On 20 February 1931, Tarhan became Chairman of the Central Executive Committee of the Crimean ASSR. Alongside his political career, he worked as a playwright, with Ucüm (lit. 'Attack') and Moskva ayta (lit. 'Moscow Speaks') premiering at cities across the Soviet Union in 1932 and 1934, respectively. On his initiative, the Crimean State Tatar Drama Theatre began construction in 1933. In 1934, he joined the Union of Soviet Writers, also becoming head of the Union of Crimean Writers. He also briefly worked as editor of the Crimean Tatar magazine of the regional committee, Bolşevik Yölu (lit. 'Bolshevik Way').

== Execution ==
On 8 September 1937, Tarhan was arrested and charged with leading an anti-Soviet pan-Turkic organisation, along with Abduraim Samedinov and Bilâl Çagar. The arrests of Tarhan, Samedinov, and Çagar served as a basis for an anti-Crimean Tatar campaign as part of the Great Purge. On 17 April 1938, during a court session, he retracted previous coerced concessions and pled not guilty.
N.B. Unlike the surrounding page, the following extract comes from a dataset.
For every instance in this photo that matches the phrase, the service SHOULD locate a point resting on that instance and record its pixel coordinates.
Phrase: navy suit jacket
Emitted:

That day, he was sentenced to death, and executed the same day. Following his death, his property was confiscated by the Soviet government.

On 24 November 1956, Tarhan was posthumously rehabilitated by the Soviet government, with the statement on his rehabilitation reading, "Within the Crimean NKVD, where the investigation into the Tarhan case was conducted, from 1937 to 1938 unreasonable arrests, beatings of those arrested, falsification of investigative materials, and other gross violations of the law were allowed."